Sabrina Beccalli, 39 anni, è scomparsa durante la notte tra il 14 e il 15 agosto 2020.‍[1] La sera del 14 agosto la donna aveva accompagnato il figlio quindicenne a casa di amici a Milano. Con loro aveva programmato di rivedersi il giorno seguente per il pranzo in un parco acquatico ad Antegnate nel Bergamasco. A quell'appuntamento non si è mai presentata e di lei si sono perse le tracce.‍[2]

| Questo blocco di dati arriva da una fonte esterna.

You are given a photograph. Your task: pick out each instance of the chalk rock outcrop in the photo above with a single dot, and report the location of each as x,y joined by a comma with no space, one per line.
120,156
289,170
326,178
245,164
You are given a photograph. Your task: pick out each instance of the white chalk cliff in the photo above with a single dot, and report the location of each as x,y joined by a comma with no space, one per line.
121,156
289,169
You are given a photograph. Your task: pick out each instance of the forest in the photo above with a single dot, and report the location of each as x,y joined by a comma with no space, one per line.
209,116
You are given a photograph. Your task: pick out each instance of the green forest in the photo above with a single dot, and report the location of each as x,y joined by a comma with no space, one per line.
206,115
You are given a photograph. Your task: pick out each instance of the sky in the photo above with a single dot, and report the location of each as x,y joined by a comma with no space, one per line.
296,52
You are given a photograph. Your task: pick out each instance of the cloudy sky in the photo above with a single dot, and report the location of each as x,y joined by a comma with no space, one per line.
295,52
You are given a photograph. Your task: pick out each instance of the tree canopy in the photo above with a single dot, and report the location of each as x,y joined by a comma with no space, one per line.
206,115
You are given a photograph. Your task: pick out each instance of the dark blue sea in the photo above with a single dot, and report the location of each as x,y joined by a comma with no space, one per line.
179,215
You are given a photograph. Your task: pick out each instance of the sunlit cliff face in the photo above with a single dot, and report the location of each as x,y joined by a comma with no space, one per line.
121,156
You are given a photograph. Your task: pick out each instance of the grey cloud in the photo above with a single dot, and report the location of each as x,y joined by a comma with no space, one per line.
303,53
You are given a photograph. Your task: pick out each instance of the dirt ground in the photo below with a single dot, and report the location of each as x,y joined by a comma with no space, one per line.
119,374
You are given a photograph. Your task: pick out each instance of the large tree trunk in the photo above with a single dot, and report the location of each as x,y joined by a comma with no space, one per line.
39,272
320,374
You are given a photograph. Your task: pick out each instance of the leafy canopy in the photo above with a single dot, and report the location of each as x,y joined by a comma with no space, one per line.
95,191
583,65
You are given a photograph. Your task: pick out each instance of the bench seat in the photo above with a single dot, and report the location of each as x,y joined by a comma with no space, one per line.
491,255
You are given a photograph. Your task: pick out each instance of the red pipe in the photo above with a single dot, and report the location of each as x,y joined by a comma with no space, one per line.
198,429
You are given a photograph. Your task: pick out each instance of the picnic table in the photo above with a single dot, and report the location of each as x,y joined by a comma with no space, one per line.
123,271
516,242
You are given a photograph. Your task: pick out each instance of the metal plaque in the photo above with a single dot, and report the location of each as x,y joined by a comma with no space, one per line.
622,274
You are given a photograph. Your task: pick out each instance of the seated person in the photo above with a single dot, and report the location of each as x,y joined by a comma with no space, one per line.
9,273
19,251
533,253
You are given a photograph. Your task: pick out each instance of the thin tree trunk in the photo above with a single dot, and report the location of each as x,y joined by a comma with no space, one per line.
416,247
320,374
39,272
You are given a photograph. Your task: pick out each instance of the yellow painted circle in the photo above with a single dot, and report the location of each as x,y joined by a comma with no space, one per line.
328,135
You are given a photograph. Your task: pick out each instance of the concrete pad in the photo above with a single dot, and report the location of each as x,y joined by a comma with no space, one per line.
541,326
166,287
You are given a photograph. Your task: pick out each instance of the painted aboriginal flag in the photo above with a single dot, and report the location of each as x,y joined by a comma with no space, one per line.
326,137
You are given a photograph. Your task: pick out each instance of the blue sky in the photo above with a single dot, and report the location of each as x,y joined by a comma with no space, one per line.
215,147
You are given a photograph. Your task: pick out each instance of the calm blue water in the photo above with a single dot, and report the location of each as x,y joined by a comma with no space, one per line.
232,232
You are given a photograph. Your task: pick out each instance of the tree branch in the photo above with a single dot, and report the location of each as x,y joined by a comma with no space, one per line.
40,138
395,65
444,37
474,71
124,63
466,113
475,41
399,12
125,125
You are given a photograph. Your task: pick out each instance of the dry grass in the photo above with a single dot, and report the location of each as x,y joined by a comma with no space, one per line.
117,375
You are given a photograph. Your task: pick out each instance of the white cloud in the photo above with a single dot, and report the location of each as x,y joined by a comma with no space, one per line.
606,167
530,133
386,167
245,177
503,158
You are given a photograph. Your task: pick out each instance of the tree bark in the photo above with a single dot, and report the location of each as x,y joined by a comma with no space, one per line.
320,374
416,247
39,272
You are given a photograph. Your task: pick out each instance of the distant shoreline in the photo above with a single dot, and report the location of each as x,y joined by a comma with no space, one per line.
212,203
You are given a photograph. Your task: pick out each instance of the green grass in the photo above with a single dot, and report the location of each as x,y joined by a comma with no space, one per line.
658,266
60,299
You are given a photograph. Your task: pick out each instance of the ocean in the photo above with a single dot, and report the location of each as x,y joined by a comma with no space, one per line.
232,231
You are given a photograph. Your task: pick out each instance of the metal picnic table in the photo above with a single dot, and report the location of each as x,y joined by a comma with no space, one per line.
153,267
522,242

La trentanovenne era separata e risiedeva a Crema (Cremona) nel quartiere di San Bernardino, situato nella frazione di Vergonzana. La sera di Ferragosto la sua auto, una Fiat Panda, è stata ritrovata bruciata lungo una strada sterrata delle campagne di Vergonzana. All'interno dell'abitacolo sono stati rinvenuti alcuni resti carbonizzati, inizialmente attribuiti a un cane.‍[3]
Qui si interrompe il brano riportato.